The practical implication is the same point NocInit made earlier: a server compromised at WHM level cannot be assumed clean after manual cleanup. These persistence mechanisms are specifically designed to survive patching, password rotation, and partial remediation. Migration to a clean installation from pre-breach backups remains the only reliable remediation for confirmed compromises.

May 4, 2026 – Update 4

A public exploitation framework for CVE-2026-41940 named cPanelSniper has been published on GitHub by researcher ynsmroztas. The tool is a pure Python implementation requiring no external dependencies and implements the full four-stage exploit chain: canonical hostname discovery, pre-authenticated session creation, CRLF payload injection, and session verification. Post-exploitation capabilities include an interactive WHM shell, bulk account listing, remote command execution, password modification, and creation of backdoor administrator accounts. The tool supports threaded bulk scanning across multiple targets. Its availability on a public repository means exploitation of any remaining unpatched cPanel instance now requires minimal technical skill. If you have not yet patched, treat this as the final prompt to do so.

May 4, 2026 – Update 3

A third exploitation campaign has been identified, separate from Sorry Ransomware and the Mirai botnet variant. According to The Hacker News, an unknown threat actor used CVE-2026-41940 to target government and military entities in Southeast Asia, specifically Philippine government and military domains (*.mil.ph*.ph) and Laotian government domains (*.gov.la), as well as MSPs and hosting companies in the Philippines, Laos, Canada, South Africa, and the United States. The actor deployed the AdapdixC2 command-and-control framework with OpenVPN and Ligolo for persistent access and network pivoting, using IP 95.111.250[.]175 as the primary attack source.
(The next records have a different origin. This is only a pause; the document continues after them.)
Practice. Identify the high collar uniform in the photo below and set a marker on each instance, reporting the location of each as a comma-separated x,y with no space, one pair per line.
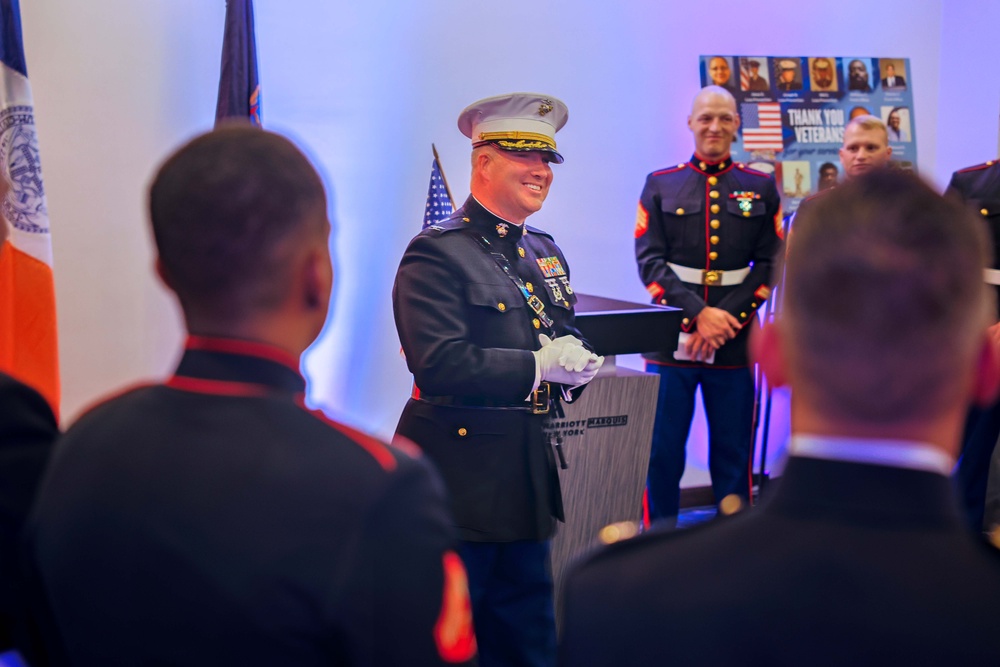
215,520
467,332
846,563
708,216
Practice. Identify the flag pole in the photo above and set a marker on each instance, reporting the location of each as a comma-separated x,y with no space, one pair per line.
441,169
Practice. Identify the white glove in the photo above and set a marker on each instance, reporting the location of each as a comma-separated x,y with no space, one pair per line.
565,361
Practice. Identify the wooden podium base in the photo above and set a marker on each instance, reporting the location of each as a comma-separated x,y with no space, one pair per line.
606,437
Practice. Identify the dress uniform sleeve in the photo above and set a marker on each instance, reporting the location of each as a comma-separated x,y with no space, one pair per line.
743,301
430,310
652,250
411,577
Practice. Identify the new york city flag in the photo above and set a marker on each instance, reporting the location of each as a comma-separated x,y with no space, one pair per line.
28,348
239,87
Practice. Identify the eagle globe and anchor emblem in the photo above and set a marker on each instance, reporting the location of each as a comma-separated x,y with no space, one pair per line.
24,205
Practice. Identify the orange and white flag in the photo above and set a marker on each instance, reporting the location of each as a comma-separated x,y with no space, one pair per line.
28,349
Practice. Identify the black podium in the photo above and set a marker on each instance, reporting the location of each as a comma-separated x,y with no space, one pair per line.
607,433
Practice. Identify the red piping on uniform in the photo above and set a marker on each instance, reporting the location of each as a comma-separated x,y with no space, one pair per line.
378,451
217,387
978,167
247,348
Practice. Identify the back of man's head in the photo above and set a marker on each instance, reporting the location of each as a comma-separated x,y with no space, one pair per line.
885,309
229,211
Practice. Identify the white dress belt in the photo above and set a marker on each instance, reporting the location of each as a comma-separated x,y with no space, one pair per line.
710,277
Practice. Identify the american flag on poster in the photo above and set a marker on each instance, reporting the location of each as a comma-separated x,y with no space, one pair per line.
439,205
761,126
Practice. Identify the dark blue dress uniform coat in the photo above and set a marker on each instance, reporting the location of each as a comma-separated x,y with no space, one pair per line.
843,564
214,520
716,217
979,188
468,334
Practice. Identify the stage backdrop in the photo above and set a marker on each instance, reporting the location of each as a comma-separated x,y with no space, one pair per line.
794,108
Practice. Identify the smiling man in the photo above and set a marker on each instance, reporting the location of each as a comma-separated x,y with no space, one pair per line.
705,237
866,146
484,311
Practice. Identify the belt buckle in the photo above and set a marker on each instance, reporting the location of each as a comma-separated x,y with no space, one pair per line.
540,399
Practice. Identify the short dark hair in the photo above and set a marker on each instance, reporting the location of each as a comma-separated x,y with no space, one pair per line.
222,208
884,301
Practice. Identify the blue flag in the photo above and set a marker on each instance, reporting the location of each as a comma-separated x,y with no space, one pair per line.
239,88
439,204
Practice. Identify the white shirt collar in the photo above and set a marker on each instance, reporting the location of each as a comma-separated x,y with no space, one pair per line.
895,453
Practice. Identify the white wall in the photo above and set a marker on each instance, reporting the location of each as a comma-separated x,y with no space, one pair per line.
368,88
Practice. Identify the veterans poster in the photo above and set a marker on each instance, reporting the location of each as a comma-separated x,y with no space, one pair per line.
793,110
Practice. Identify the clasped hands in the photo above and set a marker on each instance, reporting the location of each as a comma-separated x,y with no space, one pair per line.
566,361
714,327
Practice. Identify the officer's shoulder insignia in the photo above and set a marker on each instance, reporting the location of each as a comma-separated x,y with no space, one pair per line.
448,224
539,232
669,170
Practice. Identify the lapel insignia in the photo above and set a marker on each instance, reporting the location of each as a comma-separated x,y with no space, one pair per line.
554,289
551,267
745,198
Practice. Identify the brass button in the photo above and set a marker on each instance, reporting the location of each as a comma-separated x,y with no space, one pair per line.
730,505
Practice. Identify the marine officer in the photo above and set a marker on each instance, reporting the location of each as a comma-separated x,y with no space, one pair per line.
705,236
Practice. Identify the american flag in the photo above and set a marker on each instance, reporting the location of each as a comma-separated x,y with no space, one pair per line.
761,127
439,205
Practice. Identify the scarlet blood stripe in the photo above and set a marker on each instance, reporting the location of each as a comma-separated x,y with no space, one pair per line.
453,632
BleepingComputer has confirmed additional technical details on the Sorry Ransomware campaign: the encryptor is Go-based, runs on Linux, and uses ChaCha20 stream cipher encryption with RSA-2048 key protection.

Cloudflare deployed an emergency WAF rule on April 30 specifically for this vulnerability, labeled “cPanel – Auth Bypass – CVE:CVE-2026-41940”, blocking malicious traffic at the network edge. Cloudflare customers with the WAF enabled had partial mitigation in place from April 30, before patches had fully propagated across provider infrastructure.

May 4, 2026 – Update 2

The Shadowserver Foundation posted on May 1 that “at least 44K IPs [are] likely compromised and seen scanning our honeypots” as of April 30. This is Shadowserver’s own characterization, not an editorial interpretation: their public dashboard defines the dataset as “cPanel instances likely compromised via CVE-2026-41940 and seen scanning, launching exploits, or brute-forcing against our sensors.” The figure represents IPs that are both assessed as likely compromised and actively being used as attack infrastructure. The Censys count of 7,135 hosts with .sorry ransomware files remains the hard lower bound for confirmed ransomware deployment specifically.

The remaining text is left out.